Online videos with advertisements attached are fast becoming an incremental moneymaker for media companies. The research firm eMarketer forecasts a 45 percent gain in online video spending in 2009. Despite the economic downturn, advertisers’ demand for video remains robust.
Media companies are rushing to repackage their videos for the Internet, and some say they can hardly keep up with advertisers demand for more, according to the New York Times.
One of the most notorious case is Discovery Communications company. He is digging across the 23-year-old video vault for animal attacks, dinosaur animations and scientific oddities –in total 1.3 million tapes of old episodes. Old shows that ordinarily would not be repeated on Discovery and its other 13 cable channels (TLC, Animal Planet, the Science Channel…) can be repackaged online, turning every week into “Shark Week”, three minutes at a time. Another repackage of old shows goes into short clips for the how-to Web site HowStuffWorks, a recent acquisition by Discovery.
Sometimes producer-editors blend several videos to create original series with new graphics and narration. Recent examples include “Jaws and Claws”, about the relationship between predator and prey, and “Strange Science,” about all sorts of bizarre phenomena. The Science Channel recently shortened the latter segments into 30-second vignettes.
Fact of the matter is that many of their TV episodes are timeless, and the clips can still be relevant to Internet users years after their original broadcast.
Producer-editors made about 4,500 videos for Discovery’s Web sites last year, helping the company record eight million video views in November.
Almost every video is shorter than five minutes. “Killer Clips,” a series of 30- to 40- second clips of animal takedowns, have proved especially popular on the Animal Planet Web site. Either is an hour or a minute long, it’s always about a story.
Some of the most popular videos, like the series “MythBusters”, are placed on sites like YouTube, with ads attached.
Trying to standardize streaming video advertising
A group of video-serving web sites and advertisers brought together by Publicis Groupe’s Starcom MediaVest are trying to standardize video ad unit. This group include Hulu, CBS Interactive, Yahoo, Microsoft, but not YouTube.
The group has narrowed some 30 video ad formats to 5.
There have been some other efforts on the video ad standardization front, like the IAB approving a group of formats (pre-rolls, mid-rolls, companion ads, and one that surround a video player… To view the guidelines, go to: www.iab.net/dv_guidelines)
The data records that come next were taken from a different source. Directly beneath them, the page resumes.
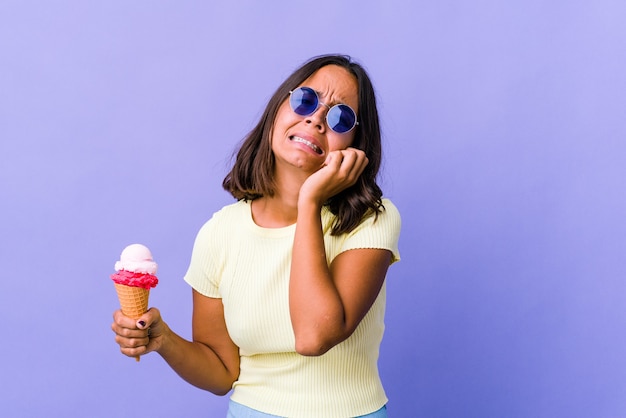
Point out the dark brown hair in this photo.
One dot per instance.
(252, 175)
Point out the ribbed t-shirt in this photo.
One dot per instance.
(248, 267)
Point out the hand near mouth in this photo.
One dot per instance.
(341, 170)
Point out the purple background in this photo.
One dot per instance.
(505, 143)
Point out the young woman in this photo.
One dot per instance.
(288, 282)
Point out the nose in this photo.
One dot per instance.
(318, 118)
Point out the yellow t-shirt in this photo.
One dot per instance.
(247, 266)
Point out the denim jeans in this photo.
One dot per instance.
(236, 410)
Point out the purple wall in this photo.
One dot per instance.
(505, 145)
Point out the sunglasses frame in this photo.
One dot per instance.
(319, 102)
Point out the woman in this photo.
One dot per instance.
(288, 282)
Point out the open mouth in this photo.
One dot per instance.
(307, 143)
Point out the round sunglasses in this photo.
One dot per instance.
(304, 101)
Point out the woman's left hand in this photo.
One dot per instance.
(341, 170)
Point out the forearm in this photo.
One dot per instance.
(198, 364)
(317, 312)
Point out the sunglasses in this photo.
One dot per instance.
(304, 101)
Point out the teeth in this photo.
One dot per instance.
(307, 143)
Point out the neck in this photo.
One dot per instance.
(281, 209)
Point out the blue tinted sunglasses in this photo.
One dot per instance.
(340, 118)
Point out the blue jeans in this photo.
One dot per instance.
(237, 410)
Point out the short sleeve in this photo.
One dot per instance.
(203, 272)
(381, 232)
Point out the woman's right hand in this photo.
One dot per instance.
(137, 337)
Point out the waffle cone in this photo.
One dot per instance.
(133, 300)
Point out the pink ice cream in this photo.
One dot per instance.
(136, 268)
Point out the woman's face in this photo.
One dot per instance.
(305, 141)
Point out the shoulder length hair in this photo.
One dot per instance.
(252, 175)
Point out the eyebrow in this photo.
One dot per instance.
(320, 95)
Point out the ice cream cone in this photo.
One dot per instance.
(133, 301)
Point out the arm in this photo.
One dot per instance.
(328, 303)
(210, 361)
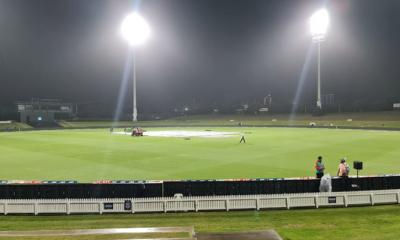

However, experts feel that there’s more work to be done.
Adobe Flash 10 is spreading fast
Adobe said Flash 10, which was released last October, is already on more than 55 percent of PCs in “mature markets”. Adobe, the market leader, expects that adoption rate to increase to 80 percent by the second quarter of 2009.
Meanwhile, competitors like Move Networks and Microsoft’s Silverlight are doing well, particularly in the streaming of live events. Move Networks reports that he went from 25 million unique users in 2007 to 55 million in 2008.
Microsoft says that Silverlight 2 has been downloaded and installed on more than 100 million PCs since its launch in October 2008. The company claims that 25 percent of all consumers have access to a computer with Silverlight technology installed.
Pope Launches YouTube channel
The Vatican has launched its own YouTube channel. Its mission is to offer “news coverage of the main activities of the Holy Father Pope Benedict XVI and of relevant Vatican events.” Updated daily, the site offers translations in Italian, English, Spanish and German.
Along with the Pope’s channel, the Vatican has also H2Onews channel. This is a Catholic news service focused on the life of the Church and on social and cultural events that pertain to Catholics living in the World.